Oracle High CPU Usage: Causes and Fix in 19c
It is 3:12 AM. PagerDuty fires. The alert reads: Oracle host CPU at 94% for 8 minutes. You log into the server. The database process is consuming nearly every available core. The application is timing out. Users are getting errors. And nobody knows which query started it or when.
This is the oracle high cpu usage fix 19c scenario that every production DBA eventually faces. The frustrating part is not the incident itself — it is that in most cases the fix takes under ten minutes once you know exactly where to look. The problem is that without a structured diagnostic sequence, engineers burn 45 minutes checking the wrong things first.
This guide covers the three root causes behind the majority of Oracle 19c CPU spikes: runaway SQL and full table scans, parallel query overload, and latch contention in the shared pool. For each cause: exact diagnostic SQL, correct and wrong result interpretation, the fix, its trade-off, and the confirmation step.

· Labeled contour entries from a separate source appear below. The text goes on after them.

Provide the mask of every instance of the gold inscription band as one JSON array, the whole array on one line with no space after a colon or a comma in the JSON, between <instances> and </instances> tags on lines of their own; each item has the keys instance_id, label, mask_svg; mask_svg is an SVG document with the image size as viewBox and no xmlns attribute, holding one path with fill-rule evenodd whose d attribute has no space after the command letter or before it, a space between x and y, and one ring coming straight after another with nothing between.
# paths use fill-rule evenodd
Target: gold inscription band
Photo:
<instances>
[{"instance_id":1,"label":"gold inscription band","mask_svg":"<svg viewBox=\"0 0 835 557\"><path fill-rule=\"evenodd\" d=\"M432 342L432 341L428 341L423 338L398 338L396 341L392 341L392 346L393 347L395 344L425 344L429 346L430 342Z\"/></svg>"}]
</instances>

Cause 1: Runaway SQL and Oracle CPU Spike from Bad Execution Plans
The most common cause of a sudden Oracle CPU spike in 19c is a single SQL statement consuming a disproportionate share of CPU — typically because it is performing a full table scan on a large table, using a suboptimal join method, or has had its execution plan invalidated by a statistics refresh or cursor invalidation event. In Oracle 19c, Adaptive Query Optimization can occasionally select an execution plan that was correct for initial statistics but behaves catastrophically under production data distribution, and the optimizer will not self-correct until the cursor ages out of the shared pool.
The threshold where a runaway SQL becomes a host-level incident rather than a slow query is when it consumes more CPU than the OS can schedule on its available cores, creating a queue of waiting processes. On a 16-core host, a single parallel query with DOP 32 can drive CPU to 100% in under a minute.

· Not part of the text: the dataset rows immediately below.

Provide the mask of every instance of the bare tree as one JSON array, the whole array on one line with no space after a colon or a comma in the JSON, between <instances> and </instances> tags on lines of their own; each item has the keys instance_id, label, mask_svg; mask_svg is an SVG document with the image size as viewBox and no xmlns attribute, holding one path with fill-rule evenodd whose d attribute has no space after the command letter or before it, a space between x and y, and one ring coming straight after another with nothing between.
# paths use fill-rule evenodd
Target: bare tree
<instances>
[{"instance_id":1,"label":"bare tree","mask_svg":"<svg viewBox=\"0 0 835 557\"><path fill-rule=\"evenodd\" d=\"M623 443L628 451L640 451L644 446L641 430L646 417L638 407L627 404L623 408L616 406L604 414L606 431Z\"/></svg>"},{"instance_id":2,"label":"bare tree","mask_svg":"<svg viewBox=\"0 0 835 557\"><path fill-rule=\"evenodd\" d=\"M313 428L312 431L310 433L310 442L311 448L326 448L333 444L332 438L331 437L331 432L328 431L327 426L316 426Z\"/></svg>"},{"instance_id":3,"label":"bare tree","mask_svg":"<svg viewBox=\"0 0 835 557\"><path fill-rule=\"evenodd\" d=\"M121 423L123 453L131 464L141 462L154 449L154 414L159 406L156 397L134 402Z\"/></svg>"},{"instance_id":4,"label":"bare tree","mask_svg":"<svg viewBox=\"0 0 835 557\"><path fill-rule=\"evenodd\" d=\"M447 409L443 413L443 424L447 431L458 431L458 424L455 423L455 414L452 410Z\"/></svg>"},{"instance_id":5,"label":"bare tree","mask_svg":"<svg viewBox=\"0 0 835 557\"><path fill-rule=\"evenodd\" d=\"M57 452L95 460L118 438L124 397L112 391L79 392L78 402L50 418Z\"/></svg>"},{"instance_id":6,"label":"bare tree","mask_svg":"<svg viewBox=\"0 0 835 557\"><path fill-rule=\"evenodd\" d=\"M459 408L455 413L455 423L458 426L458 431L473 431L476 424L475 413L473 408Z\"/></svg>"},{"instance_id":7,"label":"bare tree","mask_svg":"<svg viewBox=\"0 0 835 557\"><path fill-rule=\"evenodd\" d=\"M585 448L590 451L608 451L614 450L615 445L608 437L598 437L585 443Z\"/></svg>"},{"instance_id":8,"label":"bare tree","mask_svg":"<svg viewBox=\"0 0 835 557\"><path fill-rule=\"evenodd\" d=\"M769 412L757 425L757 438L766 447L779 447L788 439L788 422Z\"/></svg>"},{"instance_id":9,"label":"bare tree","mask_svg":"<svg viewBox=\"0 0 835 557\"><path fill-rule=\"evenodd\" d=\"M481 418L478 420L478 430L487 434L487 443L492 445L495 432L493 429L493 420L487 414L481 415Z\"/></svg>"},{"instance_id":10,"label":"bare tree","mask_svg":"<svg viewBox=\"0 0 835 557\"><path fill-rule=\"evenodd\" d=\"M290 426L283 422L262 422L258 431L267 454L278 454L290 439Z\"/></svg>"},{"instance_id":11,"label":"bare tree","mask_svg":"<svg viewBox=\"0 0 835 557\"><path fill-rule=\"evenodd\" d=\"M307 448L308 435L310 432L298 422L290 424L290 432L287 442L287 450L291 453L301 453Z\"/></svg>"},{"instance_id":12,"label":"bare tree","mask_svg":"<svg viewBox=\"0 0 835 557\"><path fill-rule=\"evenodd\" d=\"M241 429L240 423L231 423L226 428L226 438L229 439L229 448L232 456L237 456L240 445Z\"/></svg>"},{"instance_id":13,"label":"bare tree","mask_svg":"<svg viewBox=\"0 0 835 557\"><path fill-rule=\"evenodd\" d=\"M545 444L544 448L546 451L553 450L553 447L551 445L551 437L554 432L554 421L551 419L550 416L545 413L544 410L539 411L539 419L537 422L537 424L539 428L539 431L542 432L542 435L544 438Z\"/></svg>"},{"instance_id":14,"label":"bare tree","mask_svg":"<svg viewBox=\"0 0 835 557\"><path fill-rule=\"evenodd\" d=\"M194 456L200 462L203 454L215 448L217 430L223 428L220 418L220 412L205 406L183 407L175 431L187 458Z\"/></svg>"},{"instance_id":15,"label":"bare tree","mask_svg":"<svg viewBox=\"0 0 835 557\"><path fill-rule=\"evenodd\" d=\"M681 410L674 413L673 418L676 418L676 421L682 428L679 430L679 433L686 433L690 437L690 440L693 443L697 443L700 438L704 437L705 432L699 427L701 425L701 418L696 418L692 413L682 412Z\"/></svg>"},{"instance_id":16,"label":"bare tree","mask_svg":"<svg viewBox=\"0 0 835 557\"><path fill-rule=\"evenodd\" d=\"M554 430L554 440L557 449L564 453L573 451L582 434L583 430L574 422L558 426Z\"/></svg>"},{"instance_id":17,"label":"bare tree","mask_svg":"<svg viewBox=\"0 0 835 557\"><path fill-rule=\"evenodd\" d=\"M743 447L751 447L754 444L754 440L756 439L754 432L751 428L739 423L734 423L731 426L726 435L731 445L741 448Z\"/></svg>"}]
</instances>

Step 1: Find the top CPU-consuming SQL right now.
-- Run this first during the incident SELECT sql_id, ROUND(cpu_time/1000000, 2) AS cpu_seconds, executions, ROUND(cpu_time/NULLIF(executions,0)/1000000,4) AS cpu_per_exec, SUBSTR(sql_text, 1, 80) sql_preview FROM v$sql WHERE last_active_time > SYSDATE - 1/24 ORDER BY cpu_time DESC FETCH FIRST 10 ROWS ONLY;
Correct result: CPU seconds spread across many SQL IDs, no single statement above 20% of total. Wrong result: One SQL ID showing 80%+ of cumulative CPU seconds. That is your runaway statement.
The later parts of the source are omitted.